The next time the Loons host a singles night, they need more beads. Lots more, especially green ones.
Seven of us went to the game last night. The idea was to celebrate my sister’s upcoming 40th birthday, but she didn’t know where my other sister was taking her, that other people were coming or that it was singles night. Once the blindfold was off she caught on quickly.
By the time I got to the back gate, the red “taken” beads all were gone. I had planned to wear one string of each, but had to settle for a green “single” strand. Then Friend A showed up beadless, apparently through the front and beadless gate, and I sent her to the back. When Friend S showed up the same way, the three of us made the walk together to try to fix things.
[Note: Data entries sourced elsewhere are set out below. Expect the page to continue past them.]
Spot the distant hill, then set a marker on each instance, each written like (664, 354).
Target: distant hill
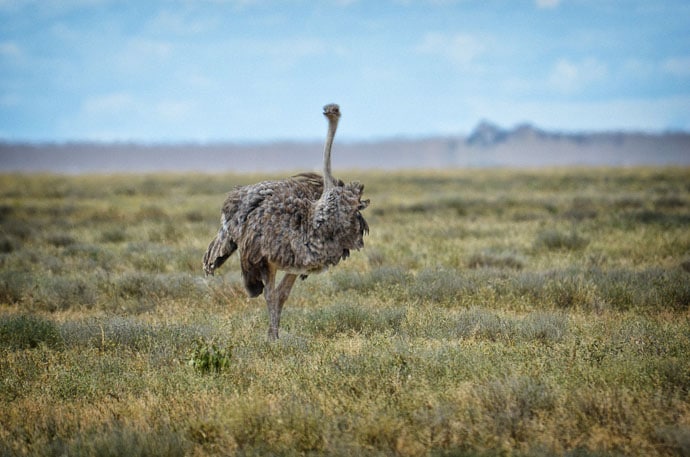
(488, 145)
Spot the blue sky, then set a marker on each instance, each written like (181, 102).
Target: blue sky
(243, 70)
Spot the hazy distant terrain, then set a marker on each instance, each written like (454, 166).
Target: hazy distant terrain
(487, 146)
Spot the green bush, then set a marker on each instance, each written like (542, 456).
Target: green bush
(28, 331)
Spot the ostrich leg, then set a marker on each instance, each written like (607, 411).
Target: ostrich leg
(276, 297)
(283, 291)
(271, 296)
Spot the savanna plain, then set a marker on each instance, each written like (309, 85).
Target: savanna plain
(491, 312)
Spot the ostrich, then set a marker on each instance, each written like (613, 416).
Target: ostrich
(300, 225)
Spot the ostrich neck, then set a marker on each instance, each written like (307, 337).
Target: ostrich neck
(328, 181)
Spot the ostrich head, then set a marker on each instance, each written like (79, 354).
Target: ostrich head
(332, 113)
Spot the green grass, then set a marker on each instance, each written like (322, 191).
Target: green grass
(535, 312)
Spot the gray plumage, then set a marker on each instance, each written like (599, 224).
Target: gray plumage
(300, 225)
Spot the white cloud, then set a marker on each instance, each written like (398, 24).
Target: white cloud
(677, 66)
(109, 104)
(568, 76)
(139, 54)
(547, 3)
(461, 49)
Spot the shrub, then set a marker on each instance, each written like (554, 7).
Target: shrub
(13, 284)
(441, 285)
(492, 260)
(27, 331)
(208, 357)
(557, 240)
(344, 318)
(60, 293)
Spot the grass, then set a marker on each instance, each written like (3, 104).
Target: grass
(522, 313)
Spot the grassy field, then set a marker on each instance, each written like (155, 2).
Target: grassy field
(491, 312)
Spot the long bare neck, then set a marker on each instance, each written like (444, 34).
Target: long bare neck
(328, 180)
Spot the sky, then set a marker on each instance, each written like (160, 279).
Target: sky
(260, 70)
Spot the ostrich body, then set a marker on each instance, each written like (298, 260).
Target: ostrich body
(300, 225)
On the way I saw a reasonably cute guy who might pass muster and not being real smooth about these things grabbed him by the beads and said, “I have a sister.”
He seemed a little startled, so I repeated myself, still holding the beads. “I have a sister. She needs a buddy.”
“A buddy?”
I nodded. “A buddy. Someone to hang out with. A playmate.”
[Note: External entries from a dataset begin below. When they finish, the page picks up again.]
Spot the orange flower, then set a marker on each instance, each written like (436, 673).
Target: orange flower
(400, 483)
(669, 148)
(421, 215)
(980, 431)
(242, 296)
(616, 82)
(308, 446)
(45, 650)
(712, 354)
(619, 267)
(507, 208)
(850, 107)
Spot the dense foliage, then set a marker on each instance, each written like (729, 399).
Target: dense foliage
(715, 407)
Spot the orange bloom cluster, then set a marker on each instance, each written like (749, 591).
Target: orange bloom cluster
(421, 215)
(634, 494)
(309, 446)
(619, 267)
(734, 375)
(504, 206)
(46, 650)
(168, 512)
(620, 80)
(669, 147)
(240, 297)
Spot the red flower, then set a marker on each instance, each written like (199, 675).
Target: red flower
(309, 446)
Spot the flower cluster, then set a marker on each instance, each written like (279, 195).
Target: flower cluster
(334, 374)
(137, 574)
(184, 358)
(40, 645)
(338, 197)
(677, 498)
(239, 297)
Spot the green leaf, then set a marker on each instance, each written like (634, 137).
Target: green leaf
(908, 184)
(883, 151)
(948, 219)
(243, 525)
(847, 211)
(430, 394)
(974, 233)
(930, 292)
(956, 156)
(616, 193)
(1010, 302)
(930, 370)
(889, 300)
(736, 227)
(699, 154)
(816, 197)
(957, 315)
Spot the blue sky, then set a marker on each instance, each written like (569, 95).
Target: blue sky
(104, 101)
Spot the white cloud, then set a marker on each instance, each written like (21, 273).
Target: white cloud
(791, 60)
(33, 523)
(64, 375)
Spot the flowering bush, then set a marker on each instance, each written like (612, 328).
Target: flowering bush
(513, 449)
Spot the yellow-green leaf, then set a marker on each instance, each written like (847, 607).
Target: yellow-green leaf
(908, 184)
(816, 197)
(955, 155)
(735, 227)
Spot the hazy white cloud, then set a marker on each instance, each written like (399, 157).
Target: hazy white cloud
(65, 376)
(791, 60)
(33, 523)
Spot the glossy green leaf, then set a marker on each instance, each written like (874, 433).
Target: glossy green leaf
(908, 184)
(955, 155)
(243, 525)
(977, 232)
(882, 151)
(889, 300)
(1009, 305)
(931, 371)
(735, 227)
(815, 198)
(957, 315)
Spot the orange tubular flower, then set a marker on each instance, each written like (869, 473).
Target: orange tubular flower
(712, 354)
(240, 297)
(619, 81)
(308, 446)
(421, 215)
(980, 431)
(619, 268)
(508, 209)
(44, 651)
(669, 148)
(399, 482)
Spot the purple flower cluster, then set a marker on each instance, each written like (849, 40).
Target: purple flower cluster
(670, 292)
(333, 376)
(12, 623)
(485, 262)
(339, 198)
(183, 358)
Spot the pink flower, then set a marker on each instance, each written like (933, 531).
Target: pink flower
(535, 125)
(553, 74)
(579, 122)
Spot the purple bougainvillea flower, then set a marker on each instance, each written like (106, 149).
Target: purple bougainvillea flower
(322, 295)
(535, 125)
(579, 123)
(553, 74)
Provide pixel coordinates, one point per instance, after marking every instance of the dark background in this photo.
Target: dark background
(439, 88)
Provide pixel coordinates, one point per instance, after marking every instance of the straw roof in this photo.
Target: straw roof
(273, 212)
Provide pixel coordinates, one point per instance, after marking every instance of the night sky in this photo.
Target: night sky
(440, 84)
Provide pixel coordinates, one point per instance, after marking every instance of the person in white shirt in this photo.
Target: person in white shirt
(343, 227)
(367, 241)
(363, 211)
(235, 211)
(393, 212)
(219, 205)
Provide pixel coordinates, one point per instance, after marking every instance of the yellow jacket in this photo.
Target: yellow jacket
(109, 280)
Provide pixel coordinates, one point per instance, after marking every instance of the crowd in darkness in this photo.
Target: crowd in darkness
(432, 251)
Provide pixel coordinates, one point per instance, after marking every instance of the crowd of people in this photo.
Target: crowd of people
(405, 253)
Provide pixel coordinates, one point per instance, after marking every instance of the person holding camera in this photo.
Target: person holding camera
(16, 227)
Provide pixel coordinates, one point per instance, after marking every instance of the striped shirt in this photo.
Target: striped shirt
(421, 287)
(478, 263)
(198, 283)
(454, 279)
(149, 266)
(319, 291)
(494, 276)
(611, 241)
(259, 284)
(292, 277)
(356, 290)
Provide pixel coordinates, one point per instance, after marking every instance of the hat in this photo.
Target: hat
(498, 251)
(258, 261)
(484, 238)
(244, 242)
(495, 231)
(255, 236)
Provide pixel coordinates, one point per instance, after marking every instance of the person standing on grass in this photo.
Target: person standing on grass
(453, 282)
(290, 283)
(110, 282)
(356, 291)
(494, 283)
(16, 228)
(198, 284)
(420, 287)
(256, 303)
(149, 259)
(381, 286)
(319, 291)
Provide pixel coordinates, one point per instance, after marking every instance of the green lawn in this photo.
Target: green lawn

I was wondering whether that sounded too racy, but it didn’t matter because he hadn’t understood me.
“A primate?” he asked.
I laughed. Sure, a primate, I said, handing him her work phone number and my best recollection of where we were sitting. That’s what she gets for not offering any guidelines except “not too clean-cut.”
By the time we got to the gate, there were no more green beads. We saw many children wearing them, which was fine except we saw no real need there. Maybe they should have charged for them.
Where we did see need was at the speed dating. It was canceled for my sister’s age group because not enough men signed up. She has been to a couple of these events and said it’s a common problem. I propose that men not be told the true nature of the event, but instead be provided a pitcher of beer and a chance to win a TV or something if they stick around for an hour or so. This particular event was not speed dating, since people hardly ever seemed to move, but something more like eight-minute dating, which my sister said is great if you’re clicking and torture if you’re not.
There were some successes. On her own she introduced herself to someone, which didn’t lead to any number exchange but was a bold move nonetheless, and a far too young guy consented to take a picture of us three sisters, which we promptly e-mailed my father so he could replace the ancient one on his desk. We even placed a couple of bids in a silent bachelor auction, although when it got around $20 she backed out.
“He’s 22,” she said. “He’d be humoring me.”
“Maybe he has friends,” we pointed out.
OK, maybe four Loon employee bachelors hanging out at a Loons game with their four purchasers isn’t the ideal first date. But single and looking can be harsh, I was reminded last night. Have I mentioned lately how much I appreciate my husband?
I didn’t get to give away my last sticky note with my sister’s phone number on it, so I patted it onto her back as we were leaving. She wised up and twisted it off, so another opportunity lost, although probably not a prime one. Or is that primate?